When viewing a certain kind of action film – one starring Arnold Schwarzeneggar – you make a decision on what lens you adopt to view the film through. As a critic, one generally views each and every film equally and considers its place in the film world, what other films it branches from and whether or not it earns its place in a cinemagoers world – two hours of their time. The other viewpoint is, and I borrow this from the lexicon as established from three decades of action film fans, as An Arnie Film.
It’s something that has kept viewers comfortable in their cinema seats and VHS tapes worn completely at the heads. Like an AC/DC record or a PG Wodehouse novel, you go in knowing completely what to expect and deliberations otherwise are borderline nonsensical. Schwarzeneggar himself, coming off the back of The Expendables 2, is desperate for a hit, something to recapture the glory days of old. His last truly great film was Terminator 2 and that was released in 1991 (End of Days was good, I think, but I can’t trust my memory to make the call.)
Serving as a Governor will certainly put a halt on your movie roles and one wonders why he’s bothering coming back so late in the day. Arnie, noting his recent headlines of fathering a lovechild, strikes me as a man one would not hurriedly describe as modest so perhaps it’s an arrogance to prove himself one more given Dwayne Johnson is currently annihilating the competition in the badass stakes.
It’s two-thirds of An Arnie Film. The first act is a forty-odd minute stanza that introduces FBI Agent John Bannister (Forest Whittaker) on the hunt for the killer Gabriel Cortez (Eduardo Noriega). It’s a thrilling sequence that is amplified through solid camerawork and editing that’s not strictly join-the-dots, unlike so many action films of late. We’re introduced to Ray as a support character initially; killing time in the local dusty café and offering sage advice to the young inept officer that wants to make it big. A couple of worrisome thugs (minor spoiler) kill off an inconvenient farmer that’s putting a stop to their plans of assistance for Cortez and Ray becomes worried. From here you can guess what happens. Kim works the humour in well, such as the brief scene where Ray instructs his citizens to run for cover as they relax in the diner.
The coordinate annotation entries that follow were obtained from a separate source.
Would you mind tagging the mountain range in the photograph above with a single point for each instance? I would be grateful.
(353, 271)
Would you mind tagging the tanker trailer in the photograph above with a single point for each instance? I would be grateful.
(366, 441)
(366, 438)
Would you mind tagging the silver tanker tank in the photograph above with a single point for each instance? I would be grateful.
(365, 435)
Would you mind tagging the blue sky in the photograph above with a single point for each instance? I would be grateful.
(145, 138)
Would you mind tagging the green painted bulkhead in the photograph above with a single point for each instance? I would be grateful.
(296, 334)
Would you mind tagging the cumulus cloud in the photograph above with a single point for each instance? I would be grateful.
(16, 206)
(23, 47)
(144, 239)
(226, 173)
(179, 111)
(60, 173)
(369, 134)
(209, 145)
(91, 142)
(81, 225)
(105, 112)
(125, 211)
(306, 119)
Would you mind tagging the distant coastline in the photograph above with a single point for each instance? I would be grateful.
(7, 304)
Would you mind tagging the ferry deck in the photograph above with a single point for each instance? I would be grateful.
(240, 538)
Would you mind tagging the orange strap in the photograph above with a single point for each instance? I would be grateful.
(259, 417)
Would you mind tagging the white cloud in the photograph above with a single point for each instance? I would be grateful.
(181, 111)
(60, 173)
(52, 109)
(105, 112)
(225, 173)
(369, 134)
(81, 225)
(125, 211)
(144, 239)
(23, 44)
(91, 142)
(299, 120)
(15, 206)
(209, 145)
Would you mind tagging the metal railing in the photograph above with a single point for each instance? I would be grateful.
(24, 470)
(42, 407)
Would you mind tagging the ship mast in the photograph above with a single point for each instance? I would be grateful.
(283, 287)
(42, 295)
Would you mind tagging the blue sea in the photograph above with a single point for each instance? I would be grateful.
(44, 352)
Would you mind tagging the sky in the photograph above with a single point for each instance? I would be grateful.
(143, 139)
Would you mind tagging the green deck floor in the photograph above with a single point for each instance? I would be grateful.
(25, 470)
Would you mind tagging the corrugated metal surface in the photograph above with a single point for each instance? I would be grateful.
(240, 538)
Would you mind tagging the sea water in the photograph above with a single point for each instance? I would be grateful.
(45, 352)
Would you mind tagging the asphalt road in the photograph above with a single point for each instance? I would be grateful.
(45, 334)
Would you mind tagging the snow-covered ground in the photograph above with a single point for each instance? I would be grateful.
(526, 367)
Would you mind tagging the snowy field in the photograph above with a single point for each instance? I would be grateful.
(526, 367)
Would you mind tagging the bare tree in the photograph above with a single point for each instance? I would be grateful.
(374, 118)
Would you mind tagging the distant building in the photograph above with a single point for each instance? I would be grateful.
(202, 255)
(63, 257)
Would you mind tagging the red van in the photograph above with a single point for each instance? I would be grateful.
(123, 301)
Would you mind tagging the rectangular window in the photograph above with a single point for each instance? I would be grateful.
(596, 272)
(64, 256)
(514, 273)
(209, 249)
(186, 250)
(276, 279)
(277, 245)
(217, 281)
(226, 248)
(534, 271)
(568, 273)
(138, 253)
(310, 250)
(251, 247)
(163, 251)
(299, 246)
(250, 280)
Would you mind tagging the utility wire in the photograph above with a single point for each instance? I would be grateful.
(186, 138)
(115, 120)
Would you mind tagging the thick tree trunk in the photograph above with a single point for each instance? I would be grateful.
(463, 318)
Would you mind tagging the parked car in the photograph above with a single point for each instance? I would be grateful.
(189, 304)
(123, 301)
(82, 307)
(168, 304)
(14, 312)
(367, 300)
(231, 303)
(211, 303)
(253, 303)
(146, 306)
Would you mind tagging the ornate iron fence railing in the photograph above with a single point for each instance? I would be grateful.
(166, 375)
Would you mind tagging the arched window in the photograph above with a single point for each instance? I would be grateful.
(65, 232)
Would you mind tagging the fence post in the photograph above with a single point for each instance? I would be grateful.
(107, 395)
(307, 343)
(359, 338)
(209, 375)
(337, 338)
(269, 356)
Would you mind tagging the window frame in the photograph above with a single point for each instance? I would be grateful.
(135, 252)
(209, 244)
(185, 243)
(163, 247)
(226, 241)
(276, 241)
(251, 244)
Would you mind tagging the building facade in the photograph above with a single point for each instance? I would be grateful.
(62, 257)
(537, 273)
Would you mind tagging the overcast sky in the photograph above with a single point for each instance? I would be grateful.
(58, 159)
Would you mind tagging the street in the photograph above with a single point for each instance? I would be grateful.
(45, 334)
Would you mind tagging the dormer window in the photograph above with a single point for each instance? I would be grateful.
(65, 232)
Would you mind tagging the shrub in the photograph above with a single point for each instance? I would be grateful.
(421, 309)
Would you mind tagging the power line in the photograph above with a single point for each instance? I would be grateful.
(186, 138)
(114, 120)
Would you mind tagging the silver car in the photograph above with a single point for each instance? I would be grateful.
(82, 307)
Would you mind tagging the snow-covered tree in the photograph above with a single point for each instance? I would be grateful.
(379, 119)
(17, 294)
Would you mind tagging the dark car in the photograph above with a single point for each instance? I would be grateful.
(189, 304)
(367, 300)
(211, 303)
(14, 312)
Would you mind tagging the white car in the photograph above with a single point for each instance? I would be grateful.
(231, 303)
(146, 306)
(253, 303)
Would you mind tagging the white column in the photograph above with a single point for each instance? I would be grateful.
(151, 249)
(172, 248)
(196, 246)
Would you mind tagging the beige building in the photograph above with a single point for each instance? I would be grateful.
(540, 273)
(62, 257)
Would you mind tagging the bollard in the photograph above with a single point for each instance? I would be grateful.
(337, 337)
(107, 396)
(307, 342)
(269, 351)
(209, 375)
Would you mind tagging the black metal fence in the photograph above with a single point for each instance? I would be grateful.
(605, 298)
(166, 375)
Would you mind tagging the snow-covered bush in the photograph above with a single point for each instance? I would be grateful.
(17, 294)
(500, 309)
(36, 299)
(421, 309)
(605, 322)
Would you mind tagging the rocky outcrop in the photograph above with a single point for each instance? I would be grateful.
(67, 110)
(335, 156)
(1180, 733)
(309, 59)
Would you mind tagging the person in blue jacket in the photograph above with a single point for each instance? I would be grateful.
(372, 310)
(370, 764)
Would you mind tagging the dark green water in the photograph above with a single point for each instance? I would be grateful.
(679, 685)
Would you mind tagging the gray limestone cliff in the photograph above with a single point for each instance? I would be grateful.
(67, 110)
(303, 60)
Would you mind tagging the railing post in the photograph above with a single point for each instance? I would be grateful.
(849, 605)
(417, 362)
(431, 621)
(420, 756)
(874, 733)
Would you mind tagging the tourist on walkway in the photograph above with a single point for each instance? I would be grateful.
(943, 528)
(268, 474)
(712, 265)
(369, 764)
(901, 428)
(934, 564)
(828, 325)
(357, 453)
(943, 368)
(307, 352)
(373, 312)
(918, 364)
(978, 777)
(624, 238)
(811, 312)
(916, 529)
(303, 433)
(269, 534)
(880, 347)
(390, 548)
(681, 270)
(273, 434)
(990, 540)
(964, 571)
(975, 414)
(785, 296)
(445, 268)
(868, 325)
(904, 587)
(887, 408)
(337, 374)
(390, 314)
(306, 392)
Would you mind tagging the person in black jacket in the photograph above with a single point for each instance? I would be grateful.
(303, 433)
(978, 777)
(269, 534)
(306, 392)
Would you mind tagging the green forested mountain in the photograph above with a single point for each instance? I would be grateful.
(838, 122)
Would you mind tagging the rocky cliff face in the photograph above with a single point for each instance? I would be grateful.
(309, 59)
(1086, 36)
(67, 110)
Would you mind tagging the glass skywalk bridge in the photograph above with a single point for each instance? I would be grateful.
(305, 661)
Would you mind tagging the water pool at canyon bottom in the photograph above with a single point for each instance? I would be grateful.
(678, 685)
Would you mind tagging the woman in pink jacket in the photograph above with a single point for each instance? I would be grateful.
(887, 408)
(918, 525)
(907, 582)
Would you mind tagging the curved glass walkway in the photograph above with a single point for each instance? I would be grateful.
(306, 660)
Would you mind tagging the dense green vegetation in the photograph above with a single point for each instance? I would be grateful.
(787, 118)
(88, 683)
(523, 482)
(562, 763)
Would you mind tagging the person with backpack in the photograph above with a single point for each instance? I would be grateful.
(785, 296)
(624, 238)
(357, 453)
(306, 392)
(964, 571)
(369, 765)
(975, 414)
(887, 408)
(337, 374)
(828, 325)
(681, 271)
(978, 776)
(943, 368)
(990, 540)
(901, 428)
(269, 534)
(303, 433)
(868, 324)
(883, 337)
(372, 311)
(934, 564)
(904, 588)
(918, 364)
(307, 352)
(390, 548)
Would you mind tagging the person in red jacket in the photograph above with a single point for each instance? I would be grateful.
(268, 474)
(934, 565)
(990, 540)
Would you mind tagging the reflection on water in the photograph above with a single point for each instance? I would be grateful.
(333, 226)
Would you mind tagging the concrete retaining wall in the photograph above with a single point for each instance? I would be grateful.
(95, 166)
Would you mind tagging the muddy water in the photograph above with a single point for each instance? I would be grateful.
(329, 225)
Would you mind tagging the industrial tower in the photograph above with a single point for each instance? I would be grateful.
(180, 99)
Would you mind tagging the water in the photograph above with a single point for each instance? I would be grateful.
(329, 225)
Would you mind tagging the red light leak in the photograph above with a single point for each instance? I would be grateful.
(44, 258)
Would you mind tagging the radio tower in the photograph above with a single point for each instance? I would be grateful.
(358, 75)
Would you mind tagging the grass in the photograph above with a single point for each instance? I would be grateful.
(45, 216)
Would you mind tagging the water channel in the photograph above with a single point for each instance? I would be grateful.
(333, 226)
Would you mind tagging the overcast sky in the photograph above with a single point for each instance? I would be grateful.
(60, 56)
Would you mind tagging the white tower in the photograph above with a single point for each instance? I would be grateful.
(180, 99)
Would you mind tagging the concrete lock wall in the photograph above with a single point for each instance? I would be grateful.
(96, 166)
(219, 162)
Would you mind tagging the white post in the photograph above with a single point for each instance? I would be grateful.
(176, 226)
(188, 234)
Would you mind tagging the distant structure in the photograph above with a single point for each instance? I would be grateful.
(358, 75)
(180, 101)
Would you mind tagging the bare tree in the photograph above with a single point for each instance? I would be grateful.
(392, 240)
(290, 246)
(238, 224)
For starters, yes Arnie has (mostly) lost it. He’s still kicking ass and taking names but the age has wearied him and his face is certainly showing it. (Director Jee-woon Kim wisely instructs him to keep his shirt on at all times.) This time around he’s playing Ray Owens, a by-the-books county sheriff of Sommerton Junction. There’s a serial killer on the loose that’s trying to reach the Mexican border and he’s planning on travelling through Sommerton to reach it. You guessed it – this is one serial killer that messed with the wrong sheriff.
What it is however is one of Arnie’s most fun films thus far in his whole catalogue. Gone is the campy, cringe-worthy nature that dogged so many of his bizarre late 90’s film choices. We’re given a trim, succulent cut of action that is a refreshing beat in the numbskullery dumbass past decade. Where Snyder has given us visually impressive but otherwise dull pieces and every director fails to acknowledge the rule of Don’t Adapt Video Games, The Last Stand emerges as one of the more accessible, more inclusive films of recent time. It harks back to the violence and stunts of the 70s and 80s and we get to cheer along as Arnie shoots a guy in the face as he tackles him off a roof. Luis Guzman emerges as the standout, surprisingly, as Ray’s deputy Mike. He’s in usual Guzman Mode, acting the warm ignored stubborn fool, and it plays fantastically off Arnie’s coldness.
One wonders how much longer Schwarzeneggar can keep doing this. He’s cashing in on his legend (or, Hollywood is) and he needs to keep working with good directors if he’s to maintain any plans for longevity. Unlike the ageing Bill Murray, who has found a second resurgence through drama, Arnie isn’t awarded such options due to his incredible lack of any acting ability. Action is literally the only genre that will reward bad acting (if you have muscles) and there’s only so many years you can keep playing that same game when you’re pushing seventy.
A supporting cast consisting of Forest Whitaker, Peter Stormare, Luis Guzman and a smartly tiny role for Johnny Knoxville help to create a fun atmosphere that makes up for the awful, awful acting by the leads. There’s a few standout scenes and the film ends on a set piece – one mother of a shootout in Summerton’s main streets – but overall the impact is of a friendly hug by an old friend you haven’t seen for twenty years. That’s not exactly a bad thing, especially if you’re a fan of the 80’s action hero himself, but for An Arnie Film one hopes for a little more.